Les banques, le crédit et les fluctuations économiques

« (…) L’activité bancaire et les marchés du crédit peuvent connaître des tensions. J’expliquerai très précisément ce que j’entends par "tensions". Celles-ci entraînent une hausse du coût d’emprunt et une réduction de la disponibilité du crédit. La chose importante est que les tensions sur le marché du crédit peuvent avoir des répercussions macroéconomiques très conséquentes. Je proposerai deux études de cas. La première porte sur la Grande Dépression des années 1930 et la seconde sur la crise financière mondiale de 2007-2009. Si j’ai le temps, je parlerai un peu de la façon par laquelle ces idées sont entrées dans la macroéconomie standard relative aux cycles d’affaires ordinaires et à la politique monétaire ordinaire. Elles ont influencé l’analyse standard des situations en dehors des crises, ainsi que des épisodes comme la crise financière mondiale.

Afin d’éclaircir ce que j’entends par "marchés du crédit sous tensions", évoquons l’économie du prêt. Les marchés du crédit sont très différents des autres marchés, par exemple du marché des pommes, parce qu’ils impliquent une information imparfaite et des asymétries d’information, ce qui signifie que l’une des partis à la transaction en sait plus que l’autre à propos du produit qui est échangé. Dans ce cas, les emprunteurs tendent à en savoir plus que les prêteurs à propos de leurs propres capacités financières, de leurs projets, de leurs risques, de ce qu’ils vont faire avec le crédit. (…) Des personnes qui se savent très risquées vont venir emprunter : c’est ce qu’on appelle la "sélection adverse". Des personnes peuvent emprunter et utiliser ce crédit pour faire autre chose que ce qu’elles sont censées faire avec : c’est ce qu’on appelle le "risque moral" ou l’"aléa moral". Vous avez donc besoin des banques (…), parce que les banques surmontent ces problèmes d’information en filtrant les emprunteurs. Elles leur font remplir de nombreux formulaires, elles les surveillent, elles leur imposent des restrictions sur ce qu’ils peuvent faire avec l’argent et elles leur demandent des garanties. Donc, le propre des banques est de surmonter les problèmes d’information qui imprègnent les marchés du crédit.

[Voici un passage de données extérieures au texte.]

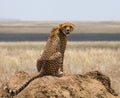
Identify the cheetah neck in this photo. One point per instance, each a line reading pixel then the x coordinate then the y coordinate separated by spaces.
pixel 63 41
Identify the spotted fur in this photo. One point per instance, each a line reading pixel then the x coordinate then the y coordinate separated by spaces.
pixel 51 60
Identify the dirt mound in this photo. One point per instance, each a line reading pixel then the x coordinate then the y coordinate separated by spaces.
pixel 90 85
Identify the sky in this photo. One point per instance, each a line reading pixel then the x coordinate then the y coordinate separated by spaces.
pixel 60 10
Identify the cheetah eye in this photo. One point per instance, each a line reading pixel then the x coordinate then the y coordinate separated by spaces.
pixel 65 26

Ce n’est pas sans coût. Le coût de l’attribution d’un prêt inclut tous les coûts que la banque doit supporter pour filtrer, surveiller les emprunteurs potentiels. Un concept que je vais utiliser tout au long de mon exposé est la "prime de financement externe" (external finance premium). C’est fondamentalement le coût qu’il y a à accorder un crédit en plus du taux d’intérêt sans risque. Considérez-la comme ce que doit obtenir la banque pour faire des prêts plutôt que pour détenir des titres sûrs. (...)

Il est important d’avoir conscience que (…) les banques elles-mêmes empruntent. Elles doivent avoir les fonds qui leur sont nécessaires pour prêter aux emprunteurs ultimes. (…) Elles tendent à emprunter à court terme, des dépôts ou d’autres types de monnaie à court terme, ce qui a de la valeur pour les clients parce que cette monnaie peut être facilement convertie en liquidités quand c’est nécessaire et elle fournit un moyen de transactions de façon à acheter et à vendre. Donc, les banques tendent à dépendre étroitement de financements à court terme, ce qui les rend vulnérables aux ruées bancaires.

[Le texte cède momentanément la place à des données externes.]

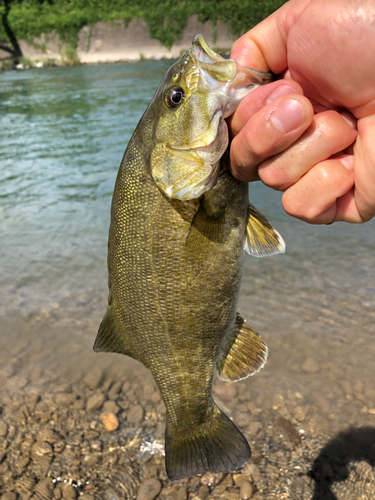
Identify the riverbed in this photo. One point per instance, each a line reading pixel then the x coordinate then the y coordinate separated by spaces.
pixel 309 415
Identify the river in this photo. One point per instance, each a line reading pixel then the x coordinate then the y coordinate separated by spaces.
pixel 63 134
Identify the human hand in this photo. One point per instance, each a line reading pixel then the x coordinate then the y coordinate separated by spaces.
pixel 324 162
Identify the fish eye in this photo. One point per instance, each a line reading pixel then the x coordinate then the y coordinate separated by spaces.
pixel 174 97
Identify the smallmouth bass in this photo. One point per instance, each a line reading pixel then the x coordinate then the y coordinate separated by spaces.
pixel 179 226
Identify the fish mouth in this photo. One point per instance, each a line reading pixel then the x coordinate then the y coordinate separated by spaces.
pixel 225 76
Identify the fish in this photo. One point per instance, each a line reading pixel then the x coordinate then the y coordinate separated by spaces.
pixel 180 223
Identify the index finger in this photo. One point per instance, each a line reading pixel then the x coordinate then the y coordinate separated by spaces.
pixel 264 47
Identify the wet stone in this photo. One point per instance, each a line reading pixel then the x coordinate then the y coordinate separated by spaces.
pixel 272 472
pixel 44 489
pixel 310 366
pixel 115 390
pixel 68 491
pixel 223 485
pixel 111 406
pixel 41 452
pixel 149 490
pixel 25 484
pixel 254 472
pixel 225 392
pixel 110 421
pixel 48 435
pixel 65 398
pixel 240 478
pixel 203 492
pixel 95 402
pixel 135 414
pixel 300 413
pixel 174 492
pixel 9 496
pixel 93 379
pixel 253 428
pixel 246 490
pixel 212 479
pixel 288 429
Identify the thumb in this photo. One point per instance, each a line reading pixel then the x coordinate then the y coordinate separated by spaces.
pixel 364 168
pixel 264 47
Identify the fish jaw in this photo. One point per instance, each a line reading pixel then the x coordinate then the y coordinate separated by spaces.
pixel 191 139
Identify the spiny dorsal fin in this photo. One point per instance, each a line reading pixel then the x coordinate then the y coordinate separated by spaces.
pixel 244 354
pixel 110 338
pixel 261 238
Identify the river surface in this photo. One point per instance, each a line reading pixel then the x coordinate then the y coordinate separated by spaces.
pixel 63 134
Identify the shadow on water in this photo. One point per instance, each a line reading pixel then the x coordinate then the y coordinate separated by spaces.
pixel 332 464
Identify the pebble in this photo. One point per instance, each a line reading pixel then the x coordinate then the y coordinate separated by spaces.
pixel 44 489
pixel 299 413
pixel 246 490
pixel 241 478
pixel 110 421
pixel 203 492
pixel 212 479
pixel 68 491
pixel 254 471
pixel 225 392
pixel 93 379
pixel 253 428
pixel 41 452
pixel 135 414
pixel 288 429
pixel 9 496
pixel 149 489
pixel 115 389
pixel 65 398
pixel 111 406
pixel 48 435
pixel 225 484
pixel 95 402
pixel 175 491
pixel 310 366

Les paniques bancaires sont un vrai danger. Quand des paniques ou des ruées bancaires sont en cours, les banques deviennent très prudentes. Elles arrêtent de prêter aux emprunteurs risqués parce qu’elles veulent maintenir la confiance. C’est ce qu’on appelle la "fuite vers la qualité" (flight to quality) : elles achètent des titres très sûrs comme les bons du Trésor. Le problème est que, si les banques cessent d’accorder des prêts au secteur privé, toutes les compétences qu’elles développent, toute l’information qu’elles ont accumulée, toutes les relations qu’elles ont établies, etc., (…) tout cela est gâché parce qu’elles ne prêtent pas au secteur privé. (...)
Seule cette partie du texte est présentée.